- Born: Shaekagale Shanicece Williams August 16, 1998 (age 26) Kingston, Jamaica
- Modeling information
- Height: 1.80 m (5 ft 11 in)
- Hair color: Black
- Eye color: Brown
- Agency: The Society Management (New York); Elite Model Management (Paris); Why Not Model Management (Milan); Storm Management (London); Uno Models (Barcelona); Saint International Limited (Kingston) ;

= Tami Williams =

Jamaican fashion model (born 1998)

Shaekagale Shanicece "Tami" Williams is a Jamaican-born high fashion model based in New York.

== Career ==
Williams was discovered at age 11. She was discovered by Deiwght Peters, CEO of Jamaican-based agency, Saint International Jamaica Limited.
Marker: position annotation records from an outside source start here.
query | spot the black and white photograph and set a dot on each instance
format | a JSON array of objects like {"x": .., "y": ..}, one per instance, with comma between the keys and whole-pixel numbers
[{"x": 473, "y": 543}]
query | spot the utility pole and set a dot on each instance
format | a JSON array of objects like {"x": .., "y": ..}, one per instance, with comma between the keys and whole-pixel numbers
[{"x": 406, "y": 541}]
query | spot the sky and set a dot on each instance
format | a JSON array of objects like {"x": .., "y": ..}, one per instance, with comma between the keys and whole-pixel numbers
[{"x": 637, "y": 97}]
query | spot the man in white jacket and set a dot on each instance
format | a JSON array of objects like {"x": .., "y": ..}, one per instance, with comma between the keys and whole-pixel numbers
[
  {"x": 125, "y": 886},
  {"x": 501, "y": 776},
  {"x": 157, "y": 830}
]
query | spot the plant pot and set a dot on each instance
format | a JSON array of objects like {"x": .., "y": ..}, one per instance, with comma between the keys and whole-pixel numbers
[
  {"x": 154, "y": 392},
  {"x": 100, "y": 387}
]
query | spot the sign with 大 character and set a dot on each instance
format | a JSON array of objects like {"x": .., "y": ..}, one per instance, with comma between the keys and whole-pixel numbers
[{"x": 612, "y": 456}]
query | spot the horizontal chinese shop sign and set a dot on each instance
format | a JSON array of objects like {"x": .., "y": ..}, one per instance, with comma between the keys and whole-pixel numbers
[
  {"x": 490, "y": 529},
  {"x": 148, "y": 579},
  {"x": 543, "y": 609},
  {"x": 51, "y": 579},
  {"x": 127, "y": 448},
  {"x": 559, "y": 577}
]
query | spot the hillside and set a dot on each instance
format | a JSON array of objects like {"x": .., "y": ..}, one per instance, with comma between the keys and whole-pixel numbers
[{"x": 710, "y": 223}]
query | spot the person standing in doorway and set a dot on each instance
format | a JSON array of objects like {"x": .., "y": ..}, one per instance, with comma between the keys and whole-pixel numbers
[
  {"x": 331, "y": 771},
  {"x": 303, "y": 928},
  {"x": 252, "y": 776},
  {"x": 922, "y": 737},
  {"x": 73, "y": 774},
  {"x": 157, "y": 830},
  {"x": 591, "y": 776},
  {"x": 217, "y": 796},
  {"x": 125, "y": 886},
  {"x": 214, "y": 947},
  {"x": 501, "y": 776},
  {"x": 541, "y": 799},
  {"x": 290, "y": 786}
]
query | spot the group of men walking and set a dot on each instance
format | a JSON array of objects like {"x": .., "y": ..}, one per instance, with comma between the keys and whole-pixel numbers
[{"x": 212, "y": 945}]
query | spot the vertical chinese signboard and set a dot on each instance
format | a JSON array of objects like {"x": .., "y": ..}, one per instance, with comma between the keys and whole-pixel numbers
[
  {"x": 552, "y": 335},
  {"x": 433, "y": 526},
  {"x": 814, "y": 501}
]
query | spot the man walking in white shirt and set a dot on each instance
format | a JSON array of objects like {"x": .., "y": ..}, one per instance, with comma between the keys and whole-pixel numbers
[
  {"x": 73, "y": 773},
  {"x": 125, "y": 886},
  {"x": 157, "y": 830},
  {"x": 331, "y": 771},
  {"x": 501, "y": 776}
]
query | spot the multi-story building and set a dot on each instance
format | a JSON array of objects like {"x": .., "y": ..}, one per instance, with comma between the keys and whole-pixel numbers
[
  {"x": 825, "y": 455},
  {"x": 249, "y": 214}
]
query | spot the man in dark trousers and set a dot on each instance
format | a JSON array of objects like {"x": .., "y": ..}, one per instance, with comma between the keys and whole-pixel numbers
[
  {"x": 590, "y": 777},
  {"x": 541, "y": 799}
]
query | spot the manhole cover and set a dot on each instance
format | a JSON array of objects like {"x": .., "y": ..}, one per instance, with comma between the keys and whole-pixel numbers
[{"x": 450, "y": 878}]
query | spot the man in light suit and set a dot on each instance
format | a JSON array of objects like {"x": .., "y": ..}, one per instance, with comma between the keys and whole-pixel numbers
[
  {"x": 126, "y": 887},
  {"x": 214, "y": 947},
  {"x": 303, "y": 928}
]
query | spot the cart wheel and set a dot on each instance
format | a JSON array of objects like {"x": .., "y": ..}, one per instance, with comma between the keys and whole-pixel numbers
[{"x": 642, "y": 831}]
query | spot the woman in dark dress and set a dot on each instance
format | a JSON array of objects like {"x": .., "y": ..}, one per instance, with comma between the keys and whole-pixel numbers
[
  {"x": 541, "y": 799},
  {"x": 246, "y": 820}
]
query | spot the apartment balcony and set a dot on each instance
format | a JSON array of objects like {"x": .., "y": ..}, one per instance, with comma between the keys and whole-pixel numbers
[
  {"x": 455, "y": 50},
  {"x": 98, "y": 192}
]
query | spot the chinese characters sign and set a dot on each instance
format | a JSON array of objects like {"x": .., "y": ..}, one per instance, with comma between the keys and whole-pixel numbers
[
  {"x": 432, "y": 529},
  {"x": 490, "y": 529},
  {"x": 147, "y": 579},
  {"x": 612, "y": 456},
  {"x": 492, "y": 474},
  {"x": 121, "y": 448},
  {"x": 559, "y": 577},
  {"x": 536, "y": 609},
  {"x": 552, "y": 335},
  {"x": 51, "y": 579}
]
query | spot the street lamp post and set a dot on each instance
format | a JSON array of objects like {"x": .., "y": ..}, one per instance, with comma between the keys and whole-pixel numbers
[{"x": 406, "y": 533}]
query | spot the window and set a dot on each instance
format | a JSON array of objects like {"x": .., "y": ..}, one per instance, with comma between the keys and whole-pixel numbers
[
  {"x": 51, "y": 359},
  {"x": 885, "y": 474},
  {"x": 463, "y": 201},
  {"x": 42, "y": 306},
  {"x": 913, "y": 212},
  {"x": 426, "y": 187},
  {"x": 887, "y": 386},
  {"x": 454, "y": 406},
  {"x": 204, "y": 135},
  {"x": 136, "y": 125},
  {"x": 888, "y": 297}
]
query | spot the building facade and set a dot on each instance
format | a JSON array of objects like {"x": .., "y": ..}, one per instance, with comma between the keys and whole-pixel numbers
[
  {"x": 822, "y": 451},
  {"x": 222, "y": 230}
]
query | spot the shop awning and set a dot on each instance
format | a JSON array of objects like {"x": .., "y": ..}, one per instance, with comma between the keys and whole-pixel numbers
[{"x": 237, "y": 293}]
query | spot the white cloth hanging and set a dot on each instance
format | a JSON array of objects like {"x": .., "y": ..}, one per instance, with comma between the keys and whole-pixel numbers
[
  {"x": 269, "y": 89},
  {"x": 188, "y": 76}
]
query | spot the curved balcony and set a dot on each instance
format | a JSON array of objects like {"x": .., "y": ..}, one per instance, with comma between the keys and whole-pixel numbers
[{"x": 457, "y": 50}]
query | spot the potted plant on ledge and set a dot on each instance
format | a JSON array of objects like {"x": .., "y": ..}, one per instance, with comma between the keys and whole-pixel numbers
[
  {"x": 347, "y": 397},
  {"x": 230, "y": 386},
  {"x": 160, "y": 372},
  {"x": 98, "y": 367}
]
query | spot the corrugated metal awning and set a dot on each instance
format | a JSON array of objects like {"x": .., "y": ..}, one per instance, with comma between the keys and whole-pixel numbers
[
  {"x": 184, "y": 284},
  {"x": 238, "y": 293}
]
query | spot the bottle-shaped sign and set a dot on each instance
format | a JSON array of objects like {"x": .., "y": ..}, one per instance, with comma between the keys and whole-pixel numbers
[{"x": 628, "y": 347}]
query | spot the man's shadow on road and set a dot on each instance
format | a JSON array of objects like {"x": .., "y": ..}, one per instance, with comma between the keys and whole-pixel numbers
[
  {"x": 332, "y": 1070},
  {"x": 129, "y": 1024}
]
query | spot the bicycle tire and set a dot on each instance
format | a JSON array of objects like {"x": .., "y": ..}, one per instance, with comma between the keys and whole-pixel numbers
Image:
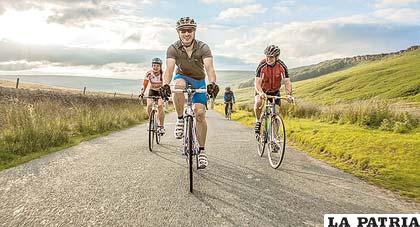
[
  {"x": 158, "y": 135},
  {"x": 279, "y": 144},
  {"x": 261, "y": 139},
  {"x": 151, "y": 130},
  {"x": 189, "y": 122}
]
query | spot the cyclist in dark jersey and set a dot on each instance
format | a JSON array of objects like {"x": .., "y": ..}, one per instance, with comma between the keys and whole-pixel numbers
[
  {"x": 229, "y": 99},
  {"x": 154, "y": 78},
  {"x": 269, "y": 74},
  {"x": 194, "y": 60}
]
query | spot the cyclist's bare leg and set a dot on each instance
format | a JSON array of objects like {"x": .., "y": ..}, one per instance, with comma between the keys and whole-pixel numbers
[
  {"x": 161, "y": 113},
  {"x": 149, "y": 106},
  {"x": 200, "y": 116},
  {"x": 276, "y": 123},
  {"x": 257, "y": 107},
  {"x": 179, "y": 98}
]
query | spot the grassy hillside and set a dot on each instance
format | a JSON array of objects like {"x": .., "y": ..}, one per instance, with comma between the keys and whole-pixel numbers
[
  {"x": 330, "y": 66},
  {"x": 35, "y": 123},
  {"x": 348, "y": 118},
  {"x": 396, "y": 78},
  {"x": 387, "y": 159}
]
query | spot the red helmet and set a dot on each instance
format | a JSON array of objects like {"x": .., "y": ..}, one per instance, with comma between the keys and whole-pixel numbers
[{"x": 272, "y": 50}]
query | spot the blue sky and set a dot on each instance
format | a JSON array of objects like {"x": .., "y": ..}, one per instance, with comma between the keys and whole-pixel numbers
[{"x": 117, "y": 38}]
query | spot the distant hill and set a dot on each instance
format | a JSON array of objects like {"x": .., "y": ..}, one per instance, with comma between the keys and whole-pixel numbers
[
  {"x": 395, "y": 78},
  {"x": 329, "y": 66}
]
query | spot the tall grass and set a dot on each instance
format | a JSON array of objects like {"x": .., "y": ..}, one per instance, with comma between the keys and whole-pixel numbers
[
  {"x": 36, "y": 121},
  {"x": 373, "y": 114}
]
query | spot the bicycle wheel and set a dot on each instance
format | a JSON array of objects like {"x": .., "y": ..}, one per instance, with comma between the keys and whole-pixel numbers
[
  {"x": 158, "y": 135},
  {"x": 151, "y": 129},
  {"x": 189, "y": 124},
  {"x": 277, "y": 142},
  {"x": 262, "y": 139}
]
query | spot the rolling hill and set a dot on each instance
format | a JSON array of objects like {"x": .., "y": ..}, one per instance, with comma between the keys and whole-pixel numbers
[
  {"x": 394, "y": 78},
  {"x": 329, "y": 66}
]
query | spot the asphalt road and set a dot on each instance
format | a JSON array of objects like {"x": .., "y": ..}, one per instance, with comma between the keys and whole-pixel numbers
[{"x": 116, "y": 181}]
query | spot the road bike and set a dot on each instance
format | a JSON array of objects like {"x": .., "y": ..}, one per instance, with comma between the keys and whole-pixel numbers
[
  {"x": 229, "y": 110},
  {"x": 272, "y": 133},
  {"x": 154, "y": 133},
  {"x": 190, "y": 144}
]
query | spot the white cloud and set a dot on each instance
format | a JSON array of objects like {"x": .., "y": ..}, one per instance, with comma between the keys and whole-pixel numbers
[
  {"x": 399, "y": 15},
  {"x": 304, "y": 43},
  {"x": 21, "y": 65},
  {"x": 241, "y": 12},
  {"x": 227, "y": 1},
  {"x": 393, "y": 3}
]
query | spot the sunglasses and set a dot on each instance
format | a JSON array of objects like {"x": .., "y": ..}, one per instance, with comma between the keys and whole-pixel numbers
[{"x": 183, "y": 31}]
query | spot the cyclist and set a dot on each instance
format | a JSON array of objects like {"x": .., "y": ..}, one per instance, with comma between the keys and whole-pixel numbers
[
  {"x": 193, "y": 59},
  {"x": 154, "y": 76},
  {"x": 269, "y": 74},
  {"x": 229, "y": 99}
]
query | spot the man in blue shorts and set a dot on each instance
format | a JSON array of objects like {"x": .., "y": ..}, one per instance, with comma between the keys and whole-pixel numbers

She has appeared in advertisements for Valentino, Dolce & Gabbana, Calvin Klein, Topshop, Balmain, and Gucci. She debuted as a semi-exclusive for Alexander Wang. She has walked the runway for Chanel, Marc Jacobs, Alberta Ferretti, Gucci, Valentino, Maison Margiela, Calvin Klein, Balmain, Lanvin, Emilio Pucci, Roberto Cavalli, Hermès, and Dolce & Gabbana.

Williams was once ranked as a "Top 50" model by models.com

== Personal life ==
Williams was born in St. Elizabeth, Jamaica and was raised by her mother, Carlene McLeod, a single mother who had five children. She originally attended Black River High and lived in Gazeland, St Elizabeth.